Supaya Ahok Tetap Ahok

Jakarta, Satuharapan.com - Sebaiknya Ahok maju lewat jalur parpol atau jalur independen? Pertanyaan ini hanya bisa dijawab oleh Ahok sendiri. Namun berbagai pengamat menyodorkan berbagai argumentasi pro dan kontra. Bagaimana menempatkan berbagai argumen ini?

Kelompok pertama mengatakan lebih baik Ahok tetap di jalur independen karena harus konsisten dengan niat awalnya mengumpulkan sejuta KTP. Bila kata-kata ini keluar dari mulut relawan Ahok tentu tidak akan ditafsir macam-macam. Sudah barang tentu, konsisten dengan sikap awal yang “mencurigai parpol”, apalagi Ahok memang bukan tipe orang yang fanatik dengan parpol, maka Ahok sudah semestinya maju secara independen guna memberi alternatif baru figur seorang politisi yang benar-benar manifestasi kehendak rakyat untuk demokrasi dan kesejahteraan. 

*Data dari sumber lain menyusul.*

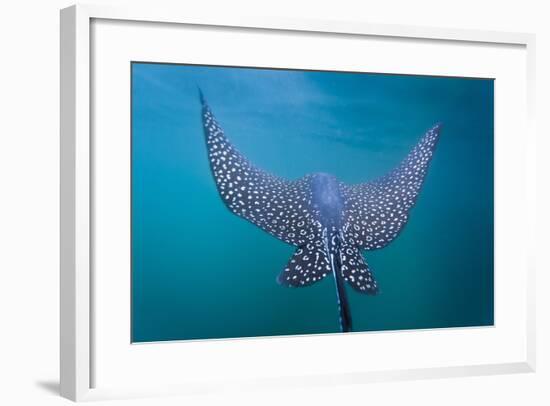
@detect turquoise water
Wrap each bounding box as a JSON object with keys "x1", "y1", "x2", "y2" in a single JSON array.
[{"x1": 131, "y1": 62, "x2": 494, "y2": 343}]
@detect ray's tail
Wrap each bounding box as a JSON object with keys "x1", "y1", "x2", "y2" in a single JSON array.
[{"x1": 330, "y1": 252, "x2": 352, "y2": 332}]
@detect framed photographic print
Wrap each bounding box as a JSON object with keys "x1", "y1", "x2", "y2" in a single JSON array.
[
  {"x1": 60, "y1": 4, "x2": 536, "y2": 402},
  {"x1": 131, "y1": 62, "x2": 492, "y2": 341}
]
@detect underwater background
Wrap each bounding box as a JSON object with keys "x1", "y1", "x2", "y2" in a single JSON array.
[{"x1": 131, "y1": 62, "x2": 494, "y2": 343}]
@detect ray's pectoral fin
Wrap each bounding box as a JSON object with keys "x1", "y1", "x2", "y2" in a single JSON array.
[
  {"x1": 342, "y1": 124, "x2": 442, "y2": 251},
  {"x1": 277, "y1": 245, "x2": 331, "y2": 287},
  {"x1": 200, "y1": 92, "x2": 319, "y2": 247},
  {"x1": 338, "y1": 244, "x2": 379, "y2": 295}
]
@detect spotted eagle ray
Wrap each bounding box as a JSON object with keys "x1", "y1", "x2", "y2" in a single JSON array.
[{"x1": 199, "y1": 90, "x2": 441, "y2": 333}]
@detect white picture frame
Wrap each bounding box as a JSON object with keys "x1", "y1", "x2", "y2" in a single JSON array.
[{"x1": 60, "y1": 3, "x2": 536, "y2": 402}]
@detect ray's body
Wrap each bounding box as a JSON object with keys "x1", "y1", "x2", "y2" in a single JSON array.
[{"x1": 199, "y1": 91, "x2": 441, "y2": 332}]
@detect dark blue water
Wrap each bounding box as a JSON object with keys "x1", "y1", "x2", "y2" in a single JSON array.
[{"x1": 131, "y1": 62, "x2": 494, "y2": 343}]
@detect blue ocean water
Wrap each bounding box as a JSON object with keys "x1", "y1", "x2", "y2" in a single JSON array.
[{"x1": 131, "y1": 62, "x2": 494, "y2": 343}]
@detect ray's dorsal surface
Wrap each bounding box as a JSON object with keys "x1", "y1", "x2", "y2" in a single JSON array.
[{"x1": 199, "y1": 90, "x2": 442, "y2": 333}]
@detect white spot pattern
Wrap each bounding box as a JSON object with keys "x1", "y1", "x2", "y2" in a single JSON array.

Penting bagi Ahok membuktikan diri bahwa ia pemimpin yang benar-benar bekerja untuk rakyat dan didukung secar riil oleh rakyat. Kalau Ahok ingin berlanjut terus eksis di dunia politik Indonesia, ini adalah momen yang penting baginya untuk membuktikan diri.

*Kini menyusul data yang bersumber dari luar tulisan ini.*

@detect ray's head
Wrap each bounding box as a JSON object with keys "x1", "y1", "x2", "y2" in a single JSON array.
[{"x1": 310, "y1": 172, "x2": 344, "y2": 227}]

Namun, bila kata-kata seperti itu – anjuran supaya Ahok konsisten di jalur independen - muncul dari mulut orang parpol, apalagi PDIP, tentu maknanya menjadi sedikit lain. Mengingat aturan verifikasi KTP dukungan yang berpotensi besar menyulitkan Ahok, maka anjuran politisi tersebut bisa jadi adalah ungkapan sinis: “Maju lu sana, biar nyahok”. Tak bisa dipungkiri bahwa yang paling kesal dengan jalur independen ini adalah PDIP. Partai ini begitu prosedural banget sehingga tidak mampu melakukan lobby secara normal seperti partai-partai besar yang biasa. Ketika akhirnya Ahok diambil oleh 3 partai lainnya, maka “sesal kemudian tidak berguna”.

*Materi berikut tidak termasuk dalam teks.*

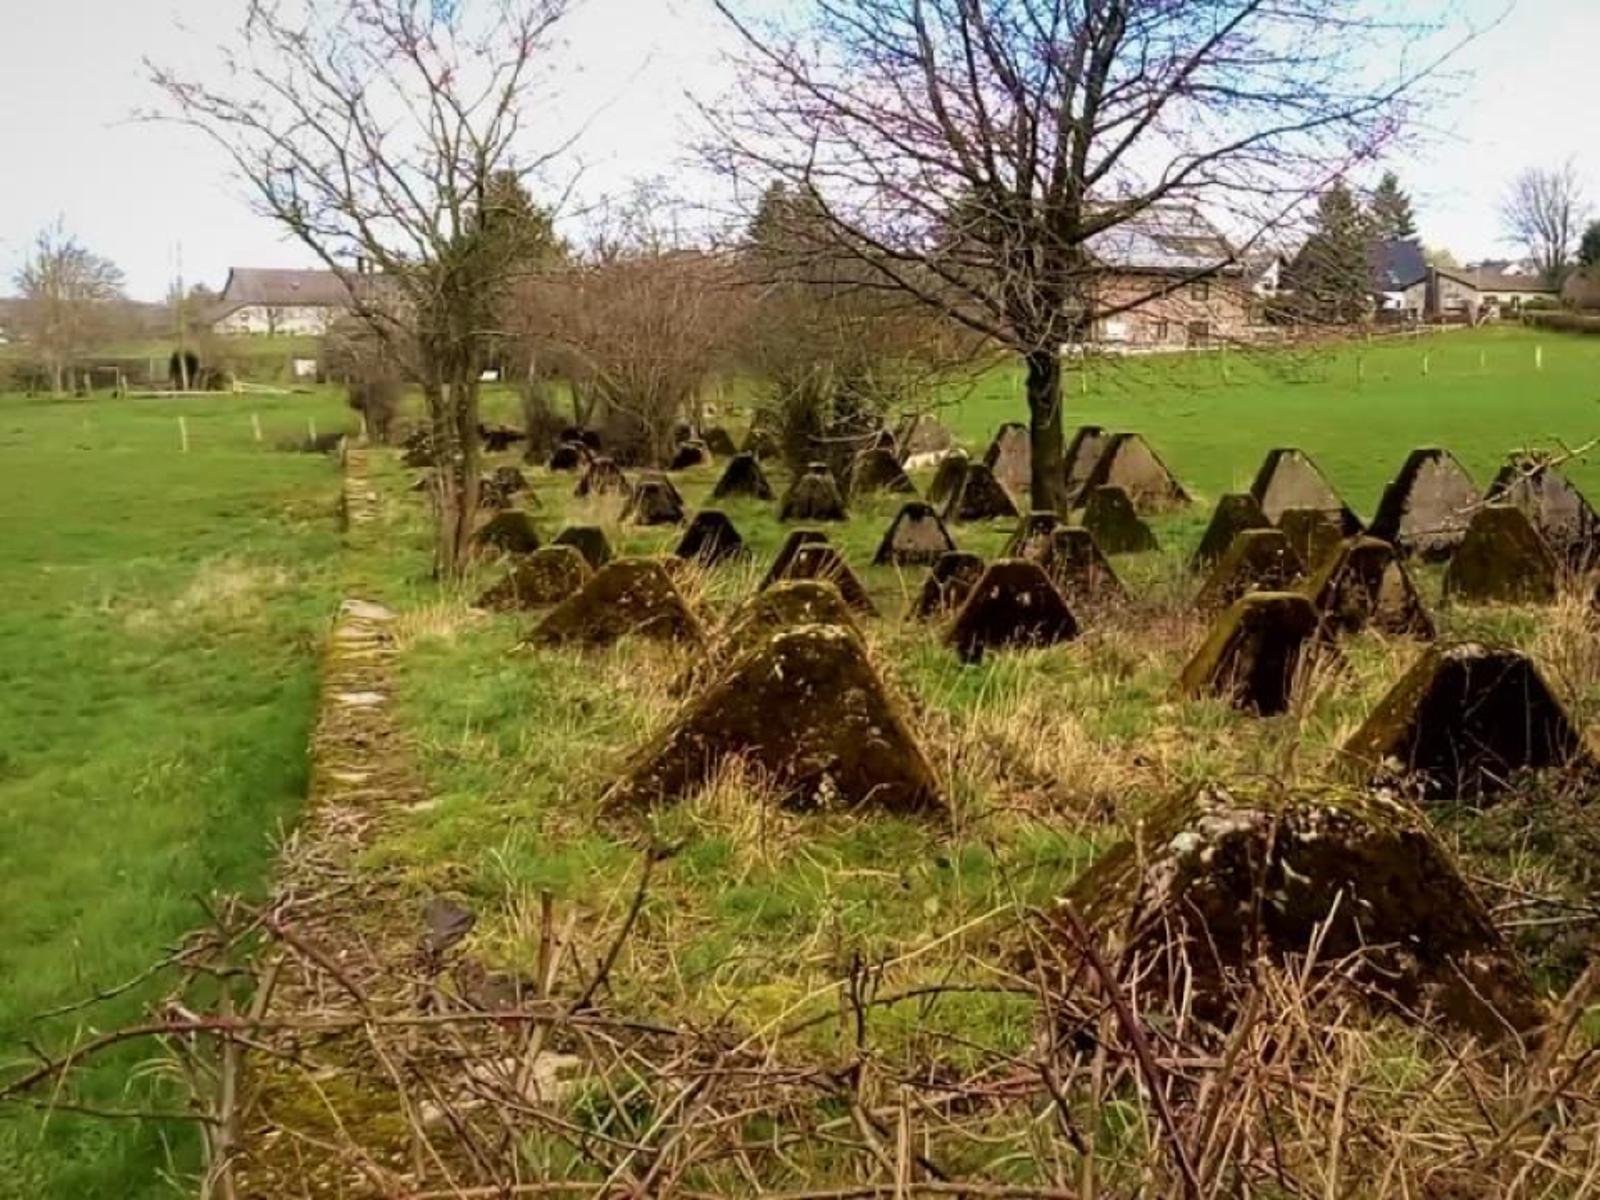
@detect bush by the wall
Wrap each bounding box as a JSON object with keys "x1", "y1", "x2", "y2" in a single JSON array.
[{"x1": 1522, "y1": 310, "x2": 1600, "y2": 335}]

Kelompok kedua mengatakan lebih baik Ahok maju lewat jalur parpol, karena sudah ada tiga parpol dengan jumlah anggota di DPRD yang mencukupi untuk mendukungnya. Jalur parpol adalah jalan tol yang gampang bagi Ahok saat ini,  bahkan bebas bayar. Dijamin tidak ada gardu bayar dengan harga yang aneh-aneh yang menghadangnya. Apalagi kalau Ahok lantas mau merendahkan diri mendatangi PDIP dan sowan meminta dukungan PDIP! Wah, ini skenario luar biasa karena Ahok akan meraup lumayan banyak parpol di belakangnya.

Namun para teman Ahok dan Ahokers tentu kecewa dengan jalur parpol. Sudah terbukti bahwa parpol di Indonesia tidak bisa menjadi lahan kaderisasi. Parpol sukanya melakukan head hunting sekedar demi tujuan jangka pendek (mendapatkan kursi sebanyak-banyaknya untuk para cantrik mereka). Tak bisa dijamin bahwa setelah Ahok nanti terpilih lewat jalur parpol ia akan masih bisa independen.

Terakhir, di golongan ketiga, ada pengamat yang lebih santai. Ah sudahlah, mau jalur parpol kek, mau jalur independen kek, yang penting Ahok jadi gubernur lagi. Indonesia ini rumit, tapi juga simpel. Biar pakai jalur apa pun , tidak masalah. Yang penting Ahok jadi gubernur dulu, bekerja dengan bagus, dan setelah itu 2019 bolehlah dilanjut lebih tinggi lagi.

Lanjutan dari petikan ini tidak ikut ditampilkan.